Although the appeal was allowed on this first point the UT considered a second matter which is ultimately of greater importance. This was the actual room size standards applied by Manchester and which the FTT had themselves adopted.
Manchester argued that it was permitted to set local standards and had been encouraged to do so by previous guidance issued by LACORS. The UT did not agree. The UT was clear that there were certain statutory standards set in regulations, which do not include room size, which central government has set out and to which any local authority must have regard. Indeed a local authority cannot find a property suitable for licensing by a specified number of people if the statutory standards are not met.
However, local authorities cannot then set a lcoal standard which they apply with the same force. To do so would be for a local authority to take powers to itself which Parliament has not given it. Therefore any local authority 'standard' cannot be used as a substitute for that authority considering whether a specific property is suitable for use by a set number of occupiers. Therefore local stabndards cannot be anything more than guidance as to what the local authority is likely to consider reasonable but they must still consider the property itself.
The error Manchester's officers had fallen into was to treat their own guidance as a standard to which even they were bound. As the UT put it:
The Council's decision letter suggests to me that the minimum space standard is regarded by its officers as part of the "legislaive framework" from which they are not free to depart in any circumstances. Such an approach is based on a misunderstanding.
What this means is that Council's can and should have guidance as to what sort of room size they might deem to be acceptable. That guidance will apply in the vast majority of situations and can be treated as relatively firm by local authorities. However, local authorities must consider every property on its merits and cannot simply state that a room is not suitable based on size.

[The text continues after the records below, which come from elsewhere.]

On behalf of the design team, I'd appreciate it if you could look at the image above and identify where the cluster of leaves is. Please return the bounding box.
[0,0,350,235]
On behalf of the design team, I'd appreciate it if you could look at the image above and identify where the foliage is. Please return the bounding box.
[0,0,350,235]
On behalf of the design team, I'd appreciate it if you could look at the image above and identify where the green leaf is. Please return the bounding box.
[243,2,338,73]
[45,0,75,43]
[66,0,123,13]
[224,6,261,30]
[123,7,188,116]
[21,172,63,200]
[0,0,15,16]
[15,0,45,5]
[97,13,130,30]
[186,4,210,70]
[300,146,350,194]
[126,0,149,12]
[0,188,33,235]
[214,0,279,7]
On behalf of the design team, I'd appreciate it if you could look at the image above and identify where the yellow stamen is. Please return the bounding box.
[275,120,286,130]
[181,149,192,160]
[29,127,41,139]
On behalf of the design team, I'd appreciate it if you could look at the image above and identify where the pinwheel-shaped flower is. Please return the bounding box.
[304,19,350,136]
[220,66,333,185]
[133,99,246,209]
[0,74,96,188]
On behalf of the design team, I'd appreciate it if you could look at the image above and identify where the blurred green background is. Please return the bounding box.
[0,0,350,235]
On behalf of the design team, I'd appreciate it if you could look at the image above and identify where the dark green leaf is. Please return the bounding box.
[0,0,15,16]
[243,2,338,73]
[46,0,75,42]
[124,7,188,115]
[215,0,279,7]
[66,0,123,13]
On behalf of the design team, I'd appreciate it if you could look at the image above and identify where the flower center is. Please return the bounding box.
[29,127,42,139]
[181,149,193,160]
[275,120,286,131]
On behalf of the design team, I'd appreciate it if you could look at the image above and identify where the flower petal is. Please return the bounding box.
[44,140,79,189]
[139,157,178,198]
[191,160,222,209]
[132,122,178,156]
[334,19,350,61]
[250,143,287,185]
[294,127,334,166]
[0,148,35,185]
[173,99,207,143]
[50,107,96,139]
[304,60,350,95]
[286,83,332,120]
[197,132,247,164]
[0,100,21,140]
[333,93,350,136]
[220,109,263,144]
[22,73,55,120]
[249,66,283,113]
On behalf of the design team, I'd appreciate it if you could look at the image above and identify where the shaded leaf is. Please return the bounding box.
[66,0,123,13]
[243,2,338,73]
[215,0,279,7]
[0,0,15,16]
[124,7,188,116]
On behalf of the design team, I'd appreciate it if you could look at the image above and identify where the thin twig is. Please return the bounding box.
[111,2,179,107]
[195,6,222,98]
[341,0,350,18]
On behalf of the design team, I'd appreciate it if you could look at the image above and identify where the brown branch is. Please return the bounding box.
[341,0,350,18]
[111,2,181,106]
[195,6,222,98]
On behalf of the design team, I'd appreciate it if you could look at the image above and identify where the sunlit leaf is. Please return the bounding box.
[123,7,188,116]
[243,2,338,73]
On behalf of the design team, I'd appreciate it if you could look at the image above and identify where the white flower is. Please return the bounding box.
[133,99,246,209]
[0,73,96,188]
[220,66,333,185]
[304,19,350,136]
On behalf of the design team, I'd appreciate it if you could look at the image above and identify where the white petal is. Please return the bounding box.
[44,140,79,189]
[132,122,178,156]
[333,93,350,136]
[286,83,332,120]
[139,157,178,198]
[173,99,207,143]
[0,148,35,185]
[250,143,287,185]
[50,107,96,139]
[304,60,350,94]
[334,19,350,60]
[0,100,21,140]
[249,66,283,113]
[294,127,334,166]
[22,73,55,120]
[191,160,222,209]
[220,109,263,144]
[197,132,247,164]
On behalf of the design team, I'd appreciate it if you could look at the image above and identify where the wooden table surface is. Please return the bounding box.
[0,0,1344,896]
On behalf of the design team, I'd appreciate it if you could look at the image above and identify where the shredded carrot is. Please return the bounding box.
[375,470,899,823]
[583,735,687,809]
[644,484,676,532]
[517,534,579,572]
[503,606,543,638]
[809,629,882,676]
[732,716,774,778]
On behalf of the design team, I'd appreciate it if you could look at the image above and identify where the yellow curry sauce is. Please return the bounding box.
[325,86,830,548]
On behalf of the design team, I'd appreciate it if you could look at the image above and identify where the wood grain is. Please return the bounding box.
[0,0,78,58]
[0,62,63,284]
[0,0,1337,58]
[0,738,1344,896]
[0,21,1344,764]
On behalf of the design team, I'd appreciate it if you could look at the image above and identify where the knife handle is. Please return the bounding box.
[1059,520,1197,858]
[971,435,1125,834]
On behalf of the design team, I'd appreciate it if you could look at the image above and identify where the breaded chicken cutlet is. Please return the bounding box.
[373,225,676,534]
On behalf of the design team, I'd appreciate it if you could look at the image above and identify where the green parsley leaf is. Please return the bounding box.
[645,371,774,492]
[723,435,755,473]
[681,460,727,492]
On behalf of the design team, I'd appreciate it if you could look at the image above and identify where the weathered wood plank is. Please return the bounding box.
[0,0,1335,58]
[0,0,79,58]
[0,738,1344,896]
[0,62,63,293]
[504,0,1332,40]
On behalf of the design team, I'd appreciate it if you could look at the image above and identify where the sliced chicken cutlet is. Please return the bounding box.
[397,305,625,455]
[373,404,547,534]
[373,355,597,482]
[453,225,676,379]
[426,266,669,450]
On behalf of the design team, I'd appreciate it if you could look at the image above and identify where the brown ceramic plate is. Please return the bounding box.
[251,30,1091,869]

This will affect a lot of local authorities. Many of them set fairly rigid standards and erequire their officers to follow them. This will no longer be possible. Undoubtedly this will require training of officers and a rethink as to methods of supervision. HMO landlords will no doubt be pleased. However, they need to take care that they don't misinterpret this. This decision still allows for guidance to be issued by local authorities and for them to adhere to it relatively tightly provided that it is reasonable. This is not a decision that allows for an 'anything goes' approach to HMOs.